Sunday, January 25, 2015

The Imitation Game

I've always known of Alan Turing as "the father of modern computing"—the guy who first described certain things in certain ways which have proven to be useful, certainly. The recent Weinstein movie about Turing, The Imitation Game, suggests that he invented "Turing machines", and those are just another name for computers, which is the sort gross inaccuracy you expect from a Hollywood film about a gay genius.

I had some reticence about seeing this film, because I was worried they were going to turn a story about a gay computer guy (there are many) into a story about a gay guy who worked on computers. Which, frankly, it's a trivialization of anyone to reduce them to their sexuality.

They do do this, actually, but do it so well, you'll hardly notice it's being done.

This is a slickly made pseudo-biopic centered primarily around Turing's work at Bletchley Park, where the German code was cracked in WWII. It's taut, dramatic, fun to watch, and wholly fictional both in terms of details and big story elements.

Turing's contributions are exaggerated. . His social eccentricities are turned into severe liabilities (they weren't). He's presented as a loner (he wasn't). He's presented as a man pining for a lost childhood love (maybe?), so much so that he names his computer after him (it wasn't). He's blackmailed into silence by a Soviet spy over his homosexuality (who knows?). He's punched (he wasn't) by the very hetero guy for making a statement about hiding intelligence (never his call). They present him as having killed himself (experts disagree) during court-mandated hormone treatment (it had ended over a year prior to his death) which crippled him intellectually (it didn't).

He's outed as a homosexual when cops come to investigate a robbery of his house (never happened) on a neighbor's noise complaint (not a thing) which he didn't report because of his homosexuality. That was a stretch.

The producers have said people get hung up over accuracy, when they're not going for accuracy, they're just trying to present to the audience what it was like to be Alan. I disagree: they've made a composite gay-experience guy and put him in Turing's body.

Like I said, though, this largely works, dramatically, even if it feels overly slick at times. Where it rang false was in their portrayal Commander Denniston, who ran Bletchley park for the first years of the war. He's sort of the stock "angry dean" character of college comedies, the closest people in Hollywood seem to come to understanding military types. I can believe that Denniston didn't get the nerds in Hut 8; I can't believe that he would do anything to jeopardize the war effort, just because (as the movie has it) he didn't like someone. That's not how non-emotionality-based-organizations work.

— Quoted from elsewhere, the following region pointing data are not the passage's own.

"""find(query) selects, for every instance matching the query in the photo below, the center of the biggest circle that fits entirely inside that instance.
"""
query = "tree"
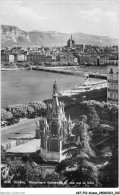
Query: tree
(93, 118)
(30, 110)
(2, 154)
(109, 173)
(18, 110)
(79, 158)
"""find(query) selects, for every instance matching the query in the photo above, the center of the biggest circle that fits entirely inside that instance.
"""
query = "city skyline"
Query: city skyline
(97, 18)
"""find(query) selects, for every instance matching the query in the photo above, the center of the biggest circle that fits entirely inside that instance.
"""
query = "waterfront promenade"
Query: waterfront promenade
(24, 129)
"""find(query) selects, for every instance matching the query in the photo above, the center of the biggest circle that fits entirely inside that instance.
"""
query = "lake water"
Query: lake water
(22, 87)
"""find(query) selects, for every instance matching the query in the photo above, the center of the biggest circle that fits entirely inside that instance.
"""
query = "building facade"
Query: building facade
(70, 43)
(55, 131)
(112, 83)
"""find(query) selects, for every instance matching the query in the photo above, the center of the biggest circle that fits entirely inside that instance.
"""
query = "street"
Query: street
(24, 128)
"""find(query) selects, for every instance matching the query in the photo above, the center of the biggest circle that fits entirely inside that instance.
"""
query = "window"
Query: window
(111, 86)
(111, 77)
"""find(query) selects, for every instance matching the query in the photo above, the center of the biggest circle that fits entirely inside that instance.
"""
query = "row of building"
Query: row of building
(37, 57)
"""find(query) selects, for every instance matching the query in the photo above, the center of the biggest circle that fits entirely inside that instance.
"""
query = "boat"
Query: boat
(86, 86)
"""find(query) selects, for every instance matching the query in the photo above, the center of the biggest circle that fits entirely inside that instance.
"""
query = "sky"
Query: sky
(96, 17)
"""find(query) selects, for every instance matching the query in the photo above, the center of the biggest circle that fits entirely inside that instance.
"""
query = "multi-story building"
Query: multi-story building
(112, 82)
(70, 43)
(55, 131)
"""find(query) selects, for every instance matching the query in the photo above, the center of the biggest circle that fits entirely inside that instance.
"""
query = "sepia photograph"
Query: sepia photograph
(59, 96)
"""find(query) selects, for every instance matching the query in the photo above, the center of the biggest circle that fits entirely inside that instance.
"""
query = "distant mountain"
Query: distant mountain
(13, 36)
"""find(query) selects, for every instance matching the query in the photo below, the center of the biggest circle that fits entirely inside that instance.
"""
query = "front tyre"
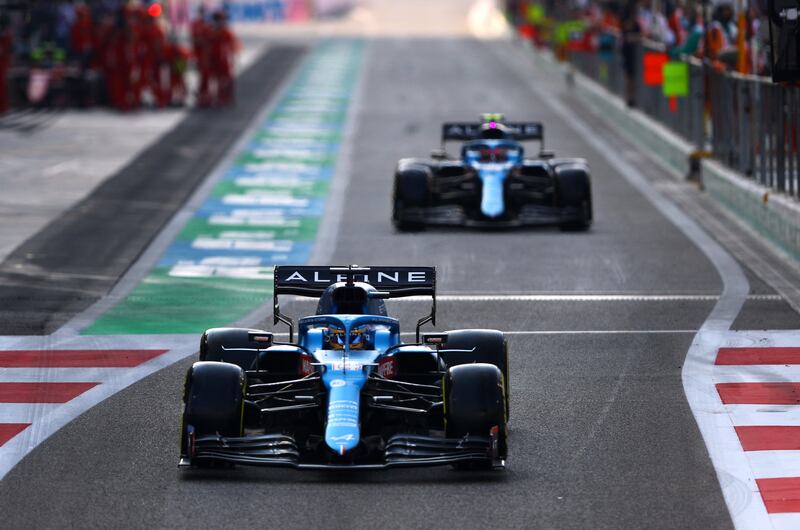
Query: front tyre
(475, 404)
(213, 402)
(410, 193)
(574, 197)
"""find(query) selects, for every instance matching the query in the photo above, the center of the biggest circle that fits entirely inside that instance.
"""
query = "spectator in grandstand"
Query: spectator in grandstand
(631, 31)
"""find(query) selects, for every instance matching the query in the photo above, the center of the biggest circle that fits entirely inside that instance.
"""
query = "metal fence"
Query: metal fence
(750, 124)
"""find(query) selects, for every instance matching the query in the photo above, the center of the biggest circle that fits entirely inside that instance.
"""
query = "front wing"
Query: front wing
(278, 450)
(527, 215)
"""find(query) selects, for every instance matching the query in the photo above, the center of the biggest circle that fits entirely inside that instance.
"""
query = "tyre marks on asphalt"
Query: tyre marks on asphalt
(212, 264)
(759, 389)
(265, 209)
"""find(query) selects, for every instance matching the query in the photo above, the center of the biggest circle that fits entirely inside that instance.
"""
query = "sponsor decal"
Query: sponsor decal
(347, 366)
(387, 368)
(306, 366)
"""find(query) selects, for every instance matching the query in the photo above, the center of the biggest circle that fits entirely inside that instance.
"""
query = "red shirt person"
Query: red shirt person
(222, 58)
(200, 30)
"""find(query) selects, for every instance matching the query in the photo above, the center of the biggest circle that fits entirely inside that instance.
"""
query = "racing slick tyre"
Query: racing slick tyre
(213, 402)
(410, 191)
(487, 345)
(229, 345)
(575, 192)
(474, 398)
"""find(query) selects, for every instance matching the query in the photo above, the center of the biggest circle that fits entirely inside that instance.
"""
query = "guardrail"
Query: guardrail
(750, 124)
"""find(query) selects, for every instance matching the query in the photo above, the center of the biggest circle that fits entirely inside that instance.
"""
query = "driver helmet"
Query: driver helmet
(358, 338)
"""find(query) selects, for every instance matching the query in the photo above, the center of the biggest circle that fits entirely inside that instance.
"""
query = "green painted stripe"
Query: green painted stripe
(186, 295)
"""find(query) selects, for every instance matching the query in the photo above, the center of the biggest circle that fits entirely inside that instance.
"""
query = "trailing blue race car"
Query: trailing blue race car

Not that I'd expect anyone in a Hollywood "idea room" to get that.

It's sort of like when a character is expected to let his brother die rather than let out information, and he cries and complains about it. That just doesn't seem very British to me. At least, not the British of WWII. But those guys are mostly not around any more, and a movie has to be made for the audience that's here, right?

Yes, I'm being highly critical, but I say to you: We liked it. It's a good movie. You're probably not gonna care about this stuff. I really didn't much until after the movie.

Benedict Cumberbatch is fine, as always. Keira Knightly passes for a homely computer nerd. That evil Lannister guy is the evil Commander. The always great Mark Strong (The Guard, Green Lantern, Zero Dark Thirty) has a great role as a presumably entirely fictitious MI6 agent who acts as a sort of deus ex machina.

It is, as @juleslalaland has noted, a fine season for actors in projects that don't rise to the same level of skill.